La entrada invisible sigue abierta; la senda, hoy como entonces, existe. No la pueden recorrer sino quienes ponen en práctica los cuatro consejos de la Esfinge, guiados por un propósito decidido y desprovisto de curiosidad malsana. Dondequiera que estén, pueden hallar el camino porque los Maestros Internos velan y su atención llega a todas partes.
Hablamos de la Iniciación Egipcia que se celebraba en la Pirámide y de su relación íntima con el cuerpo humano. Ahora hablaremos de la Iniciación Hebraica que, aunque diferente en sus símbolos, tiene el mismo objetivo y la misma finalidad que la primera.
Y SU RELACIÓN CON EL HOMBRE
Jorge Adoum
*
Todo aspirante debe comprender los misterios de la Iniciación antigua para entender y practicar, a conciencia, la verdadera Iniciación moderna. Todos los Misterios Antiguos eran símbolos de hechos futuros que deben suceder. Para comprender la Verdad debemos estudiar los símbolos antiguos que constituyen el camino más directo a la Sabiduría.
Los egipcios practicaban la Iniciación en la Gran Pirámide. Ese monumento maravilloso jamás fue tumba de faraón alguno, como pretenden demostrar algunos expertos. La Gran Pirámide es fidelísima copia del cuerpo humano y podemos decir, simbólicamente, que es la tumba del Dios Íntimo que se halla dentro del hombre.
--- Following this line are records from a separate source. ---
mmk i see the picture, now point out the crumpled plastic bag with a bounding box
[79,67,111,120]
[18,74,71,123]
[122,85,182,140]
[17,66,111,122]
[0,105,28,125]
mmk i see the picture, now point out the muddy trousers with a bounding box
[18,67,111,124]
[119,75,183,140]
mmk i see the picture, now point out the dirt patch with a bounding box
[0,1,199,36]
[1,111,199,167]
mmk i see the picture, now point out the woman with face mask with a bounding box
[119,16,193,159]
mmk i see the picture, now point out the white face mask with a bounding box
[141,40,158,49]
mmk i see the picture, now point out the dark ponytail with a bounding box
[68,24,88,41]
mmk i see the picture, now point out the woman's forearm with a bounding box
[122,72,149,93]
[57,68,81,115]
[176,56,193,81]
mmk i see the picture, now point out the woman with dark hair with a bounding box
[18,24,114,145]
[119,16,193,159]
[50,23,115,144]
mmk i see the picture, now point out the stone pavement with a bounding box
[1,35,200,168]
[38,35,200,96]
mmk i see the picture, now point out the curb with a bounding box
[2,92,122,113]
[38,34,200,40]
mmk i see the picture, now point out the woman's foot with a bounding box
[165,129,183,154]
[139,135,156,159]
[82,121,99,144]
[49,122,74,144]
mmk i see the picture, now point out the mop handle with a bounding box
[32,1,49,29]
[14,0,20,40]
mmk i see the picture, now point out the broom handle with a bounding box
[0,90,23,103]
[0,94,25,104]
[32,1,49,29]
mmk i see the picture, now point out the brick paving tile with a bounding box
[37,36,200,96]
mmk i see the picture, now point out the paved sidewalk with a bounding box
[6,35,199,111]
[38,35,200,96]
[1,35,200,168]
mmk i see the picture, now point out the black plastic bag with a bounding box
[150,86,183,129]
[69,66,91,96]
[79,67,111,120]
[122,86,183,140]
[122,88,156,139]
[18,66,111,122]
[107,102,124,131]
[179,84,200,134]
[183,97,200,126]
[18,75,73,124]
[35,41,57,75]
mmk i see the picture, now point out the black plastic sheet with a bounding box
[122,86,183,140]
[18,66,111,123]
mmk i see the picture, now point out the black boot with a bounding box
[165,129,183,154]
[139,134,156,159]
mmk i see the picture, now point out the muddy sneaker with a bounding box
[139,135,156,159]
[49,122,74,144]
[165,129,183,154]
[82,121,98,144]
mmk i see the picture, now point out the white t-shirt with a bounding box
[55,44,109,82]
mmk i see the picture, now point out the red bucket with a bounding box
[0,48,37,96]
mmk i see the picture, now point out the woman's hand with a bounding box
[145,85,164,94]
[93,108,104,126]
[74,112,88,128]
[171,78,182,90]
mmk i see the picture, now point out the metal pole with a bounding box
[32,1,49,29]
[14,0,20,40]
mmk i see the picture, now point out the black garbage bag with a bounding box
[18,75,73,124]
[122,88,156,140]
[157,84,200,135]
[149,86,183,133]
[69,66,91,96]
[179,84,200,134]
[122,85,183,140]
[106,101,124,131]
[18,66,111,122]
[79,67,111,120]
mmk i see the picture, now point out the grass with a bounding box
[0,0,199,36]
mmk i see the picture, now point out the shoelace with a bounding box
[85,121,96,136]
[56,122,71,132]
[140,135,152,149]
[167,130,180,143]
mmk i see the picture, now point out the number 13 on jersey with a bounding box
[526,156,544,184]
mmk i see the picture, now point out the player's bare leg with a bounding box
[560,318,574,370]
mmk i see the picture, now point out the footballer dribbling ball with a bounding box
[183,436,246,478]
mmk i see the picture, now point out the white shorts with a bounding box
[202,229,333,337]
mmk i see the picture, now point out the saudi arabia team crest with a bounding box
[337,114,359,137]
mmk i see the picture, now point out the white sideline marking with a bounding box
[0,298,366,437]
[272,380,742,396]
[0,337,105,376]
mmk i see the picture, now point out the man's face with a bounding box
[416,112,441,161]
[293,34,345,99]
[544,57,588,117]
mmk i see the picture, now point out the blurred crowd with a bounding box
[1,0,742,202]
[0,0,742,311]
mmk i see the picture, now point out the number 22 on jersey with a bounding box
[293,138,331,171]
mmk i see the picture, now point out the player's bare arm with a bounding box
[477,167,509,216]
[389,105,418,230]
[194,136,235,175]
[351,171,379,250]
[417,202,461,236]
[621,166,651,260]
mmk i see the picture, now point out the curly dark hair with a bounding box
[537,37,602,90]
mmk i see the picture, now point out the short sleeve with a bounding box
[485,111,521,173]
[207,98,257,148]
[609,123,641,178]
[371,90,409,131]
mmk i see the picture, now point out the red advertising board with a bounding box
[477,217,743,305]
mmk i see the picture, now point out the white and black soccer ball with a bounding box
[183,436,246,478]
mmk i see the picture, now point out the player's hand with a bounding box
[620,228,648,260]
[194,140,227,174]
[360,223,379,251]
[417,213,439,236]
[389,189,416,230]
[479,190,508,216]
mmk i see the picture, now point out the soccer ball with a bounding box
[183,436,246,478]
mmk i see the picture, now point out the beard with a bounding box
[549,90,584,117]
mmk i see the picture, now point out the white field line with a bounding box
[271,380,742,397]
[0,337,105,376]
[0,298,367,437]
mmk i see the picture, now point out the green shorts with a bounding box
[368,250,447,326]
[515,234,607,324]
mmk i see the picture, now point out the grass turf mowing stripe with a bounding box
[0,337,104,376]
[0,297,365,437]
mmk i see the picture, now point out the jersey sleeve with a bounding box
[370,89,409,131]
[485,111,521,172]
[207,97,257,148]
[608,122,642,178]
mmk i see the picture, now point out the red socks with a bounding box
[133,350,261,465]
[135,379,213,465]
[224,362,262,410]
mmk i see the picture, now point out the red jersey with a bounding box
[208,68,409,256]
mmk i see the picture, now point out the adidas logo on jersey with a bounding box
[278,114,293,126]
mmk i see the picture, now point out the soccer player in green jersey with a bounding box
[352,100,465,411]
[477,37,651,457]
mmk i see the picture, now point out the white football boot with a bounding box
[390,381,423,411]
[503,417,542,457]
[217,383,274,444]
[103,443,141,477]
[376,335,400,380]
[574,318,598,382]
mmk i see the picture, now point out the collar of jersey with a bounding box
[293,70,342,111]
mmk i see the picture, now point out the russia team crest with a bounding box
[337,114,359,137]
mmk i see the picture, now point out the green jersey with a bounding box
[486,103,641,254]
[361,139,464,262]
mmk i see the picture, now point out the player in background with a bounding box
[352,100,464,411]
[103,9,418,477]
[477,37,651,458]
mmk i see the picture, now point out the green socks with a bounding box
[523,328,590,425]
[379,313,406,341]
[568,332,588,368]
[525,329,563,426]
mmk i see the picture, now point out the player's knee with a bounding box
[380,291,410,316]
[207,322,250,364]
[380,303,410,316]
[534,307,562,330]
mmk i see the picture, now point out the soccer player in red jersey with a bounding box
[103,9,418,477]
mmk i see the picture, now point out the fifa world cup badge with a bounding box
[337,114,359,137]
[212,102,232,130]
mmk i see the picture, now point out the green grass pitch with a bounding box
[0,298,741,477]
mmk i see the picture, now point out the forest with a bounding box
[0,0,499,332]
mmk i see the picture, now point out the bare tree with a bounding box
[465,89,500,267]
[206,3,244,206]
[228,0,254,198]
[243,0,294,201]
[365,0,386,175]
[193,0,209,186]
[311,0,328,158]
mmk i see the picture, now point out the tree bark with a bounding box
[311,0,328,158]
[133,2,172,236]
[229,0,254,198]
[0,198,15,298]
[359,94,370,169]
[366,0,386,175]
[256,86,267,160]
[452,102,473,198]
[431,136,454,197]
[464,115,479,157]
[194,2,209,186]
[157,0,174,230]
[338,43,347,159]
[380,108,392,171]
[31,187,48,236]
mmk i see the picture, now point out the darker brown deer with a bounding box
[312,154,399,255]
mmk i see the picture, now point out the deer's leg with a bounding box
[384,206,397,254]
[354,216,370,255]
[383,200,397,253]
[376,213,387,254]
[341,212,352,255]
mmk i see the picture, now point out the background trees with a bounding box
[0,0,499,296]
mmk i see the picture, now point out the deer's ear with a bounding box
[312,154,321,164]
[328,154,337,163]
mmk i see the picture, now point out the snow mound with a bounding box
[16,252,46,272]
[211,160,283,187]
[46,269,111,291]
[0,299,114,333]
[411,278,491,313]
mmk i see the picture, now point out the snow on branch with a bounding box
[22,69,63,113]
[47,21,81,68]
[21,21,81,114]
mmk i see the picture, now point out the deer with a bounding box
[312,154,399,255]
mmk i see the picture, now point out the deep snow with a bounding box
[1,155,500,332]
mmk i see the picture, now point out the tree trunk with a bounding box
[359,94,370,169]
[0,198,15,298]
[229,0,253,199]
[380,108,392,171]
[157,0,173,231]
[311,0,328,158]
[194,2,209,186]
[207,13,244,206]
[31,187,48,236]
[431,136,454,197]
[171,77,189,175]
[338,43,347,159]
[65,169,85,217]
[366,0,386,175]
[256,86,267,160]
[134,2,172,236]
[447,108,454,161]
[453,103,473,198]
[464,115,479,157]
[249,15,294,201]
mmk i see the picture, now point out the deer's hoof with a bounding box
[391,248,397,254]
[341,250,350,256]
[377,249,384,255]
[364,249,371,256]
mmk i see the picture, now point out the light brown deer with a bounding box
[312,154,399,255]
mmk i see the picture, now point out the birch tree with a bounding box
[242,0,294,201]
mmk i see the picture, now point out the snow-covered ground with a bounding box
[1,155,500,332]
Para volver a la Unidad con el Dios Íntimo, el hombre debe buscar su propia Iniciación en su mundo interno, tal como en los tiempos antiguos el principiante debía penetrar al Interior de la Gran Pirámide en busca de la Gran Iniciación.
Todas las religiones y escuelas materializaban y continúan materializando los misterios, por dos razones: para velarlos a los ojos de los profanos y para facilitar su comprensión por el candidato.
Amedes le dice a Sethos, cuando llegan al pie del misterioso Santuario de la Iniciación:
“Sus caminos secretos conducen a los hombres amados por los dioses a un fin que ni siquiera puedo nombrar. Es indispensable que ellos hagan nacer en sí el ardiente deseo de alcanzarlo. La entrada de la Pirámide está abierta a todo el mundo, pero compadezco a quienes tienen que buscar la salida por la misma puerta cuyos umbrales franquearon, no habiendo conseguido sino satisfacer muy imperfectamente su curiosidad y ver lo poco que les es dado contar”.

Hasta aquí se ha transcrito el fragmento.